That means the "working group" set up by UEFA to deal with this have their work cut out for them. Dividing up a much smaller pie when everybody is hungry (and some face starvation) is neither easy nor straightforward. They have big calls to make, including whether to dip into their cash reserves (currently estimated to be around half a billion dollars) or relax Financial Fair Play regulations (this would seem like a no-brainer to me). They'll be doing this against a broader backdrop of every institution, from domestic leagues to FIFA, doing their part to pitch in. For smaller clubs, there will be immediate cash flow issues. In England, Barnet have laid off their entire non-playing staff. Others might follow suit, and in part, that's because many clubs (perhaps too many clubs) live week-to-week, and as soon as you cut off their main means of revenue -- gate receipts -- they risk going off the rails.

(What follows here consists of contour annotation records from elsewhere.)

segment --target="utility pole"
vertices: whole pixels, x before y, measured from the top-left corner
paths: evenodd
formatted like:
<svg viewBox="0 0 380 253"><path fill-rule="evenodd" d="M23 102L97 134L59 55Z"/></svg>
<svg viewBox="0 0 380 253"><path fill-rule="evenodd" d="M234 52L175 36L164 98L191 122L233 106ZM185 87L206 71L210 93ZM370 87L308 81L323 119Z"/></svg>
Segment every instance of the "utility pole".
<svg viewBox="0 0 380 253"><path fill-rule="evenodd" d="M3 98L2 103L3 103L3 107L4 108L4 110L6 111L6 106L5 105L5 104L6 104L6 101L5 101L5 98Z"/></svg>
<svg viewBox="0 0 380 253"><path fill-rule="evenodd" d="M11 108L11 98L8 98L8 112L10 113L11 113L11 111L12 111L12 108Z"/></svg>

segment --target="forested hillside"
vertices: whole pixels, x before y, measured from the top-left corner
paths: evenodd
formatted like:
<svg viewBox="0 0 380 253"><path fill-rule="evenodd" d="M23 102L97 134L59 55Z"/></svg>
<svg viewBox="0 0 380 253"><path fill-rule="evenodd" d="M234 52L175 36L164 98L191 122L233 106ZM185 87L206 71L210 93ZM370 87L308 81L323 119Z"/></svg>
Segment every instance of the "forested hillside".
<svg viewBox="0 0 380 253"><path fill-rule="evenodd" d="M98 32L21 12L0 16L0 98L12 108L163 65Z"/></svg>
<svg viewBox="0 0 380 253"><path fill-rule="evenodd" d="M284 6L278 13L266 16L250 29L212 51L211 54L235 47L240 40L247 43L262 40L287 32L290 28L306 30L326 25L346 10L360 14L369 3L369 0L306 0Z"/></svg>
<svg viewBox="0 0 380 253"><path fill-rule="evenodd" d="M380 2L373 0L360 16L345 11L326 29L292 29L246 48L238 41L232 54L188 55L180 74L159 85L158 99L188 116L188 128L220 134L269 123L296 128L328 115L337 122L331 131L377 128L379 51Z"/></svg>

"We know how clubs are managed. They're always right at the line or even above the line," FIFPro General Secretary Jonas Baer-Hoffmann said. "There simply aren't a lot of reserves that clubs can bank on. If we don't respond very quickly to stabilise the cash flow of clubs, we'll have a massive problem of liquidity. We need to come up with a system where football helps itself."
The problem is that football is by nature a competitive, dog-eat-dog world. Last week, Hans-Joachim Watzke, the Borussia Dortmund chief executive, was very blunt: "At the end of the day, the clubs who have the effort to put a bit of money aside these past years can't reward those who have not ... We're running businesses in a market, and we're in competition."
He might sound like the Grinch, and those who remember back just over a decade will recognise that his club was on the brink of bankruptcy, helped by rivals such as Bayern Munich. But it doesn't mean he that doesn't have a point. Any bailout, whether it's advance payment of TV rights, tax credits or low-interest loans, has to come with strings attached, starting with a commitment to total financial transparency going forward. There has to be serious oversight and tough requirements for liquidity and reserves. You can't have owners borrowing against club assets or making other risky decisions, as happened at Bury and at several other clubs. The best way to guarantee oversight is to crowdsource it. As well as liquidity requirements and a regulatory body with power, have all the books online so that local fans and media can keep a watchful eye.
That's an idea for the future. Right now, the good news is that the main actors are saying the right things. FIFA agreed to move the inaugural 24-team Club World Cup from 2021 to a future date without a peep of protest. They also said they're open to revising both transfer regulations and the international match calendar to help in this emergency situation. That's essential. You want to be hopeful that this sort of diplomacy and solidarity can start at the top and trickle down.
We don't know what lies ahead or for how long. We need diplomacy and selflessness and willingness from FIFA, UEFA and domestic leagues to put their self-interests aside. To paraphrase legendary Miami Sharks coach Tony D'Amato (so legendary, in fact, that he's a fictional character), the institutions that govern the game will either stand collectively and survive, or they will fall as individuals.